Late work will be accepted with a penalty of 20% of the marks for the assignment per day submitted late. Hence, an assignment submitted five days late will not get any marks. If you cannot submit on time because of illness or other circumstances, please contact the lecturer before the due date.
Examinations
The university examination period in First Half year 2008 is from 11-27 June.
You are expected to present yourself for examination at the time and place designated in the University Examination Timetable. The timetable will be available in Draft form approximately eight weeks before the commencement of the examinations and in Final form approximately four weeks before the commencement of examinations.
You are advised that it is Macquarie University policy not to set early examinations for individuals or groups of students. All students are expected to ensure that they are available until the end of the teaching semester, that is the final day of the official examination period.
Special Consideration
The only exception to not sitting an examination at the designated time is because of documented illness or unavoidable disruption. In these circumstances you may wish to consider applying for Special Consideration. Information about unavoidable disruption and the special consideration process is available on the web (PDF).
If a Supplementary Examination is granted as a result of the Special Consideration process the examination will be scheduled after the conclusion of the official examination period. For details of the Special Consideration policy specific to the Department of Computing, see the Department's policy page.

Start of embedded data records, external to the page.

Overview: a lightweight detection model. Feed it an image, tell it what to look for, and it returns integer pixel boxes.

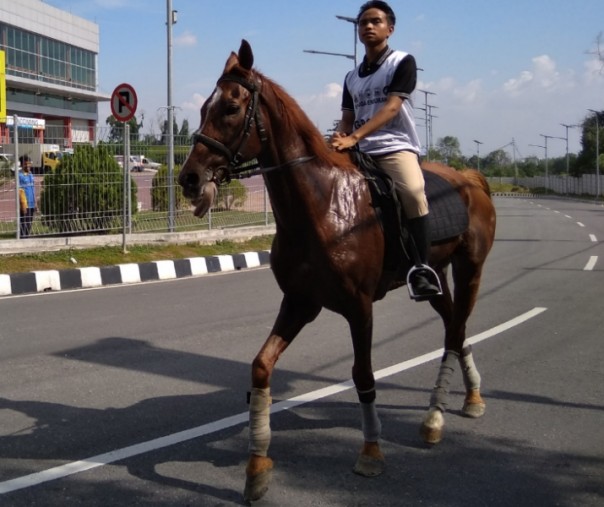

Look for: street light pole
[302,15,358,67]
[417,90,436,161]
[588,109,600,200]
[560,123,575,194]
[166,0,176,232]
[474,139,484,172]
[539,134,564,192]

To be eligible for special consideration you must show a genuine interest in the unit by participating in its activities. In particular:
- You must get at least 25% of the maximum marks of the combined assignment submissions (that is, 10% of the total unit assessment).
Plagiarism
Please refer to the Department of Computing Plagiarism Policy for the definition of plagiarism, advice on avoiding it and the penalties in place if you are found to have submitted plagiarised work.
University Policy on Grading
Academic Senate has a set of guidelines on the distribution of grades across the range from fail to high distinction. Your final result will include one of these grades plus a standardised numerical grade (SNG).
On occasion your raw mark for a unit (i.e., the total of your marks for each assessment item) may not be the same as the SNG which you receive. Under the Senate guidelines, results may be scaled to ensure that there is a degree of comparability across the university, so that units with the same past performances of their students should achieve similar results.
It is important that you realise that the policy does not require that a minimum number of students are to be failed in any unit. In fact it does something like the opposite, in requiring examiners to explain their actions if more than 20% of students fail in a unit.
Student Support Services
Macquarie University provides a range of Academic Student Support Services. Details of these services can accessed at http://www.student.mq.edu.au.
Staff-Student Liaison Committee
The Department has established a Staff-Student Liaison Committee at each level (100, 200, 300) to provide all students studying a Computing unit the opportunity to discuss related issues or problems with both students and staff.
For each meeting, an agenda is issued and minutes are taken. These are posted on the web at:
Details of the regular meeting dates will be posted on the unit home page. Anyone with an interest in Computing units may attend. This includes staff involved in the teaching and administration of the units, and all students currently taking a Computing unit at that level. There are formal Liaison Committee representatives for each unit who attend to present the views of the student body; all students are welcome and are encouraged to attend.
The meetings are usually held in the Department of Computing Meeting Room, E6A357.
To forward agenda items or get in touch with your representative, send an email to comp348liaison@ics.mq.edu.au.
If you have exhausted all other avenues, then you should consult the Director of Teaching (Dr Steve Cassidy) or the Head of Department (Assoc. Prof. Bernard Mans). You are entitled to have your concerns raised, discussed and resolved.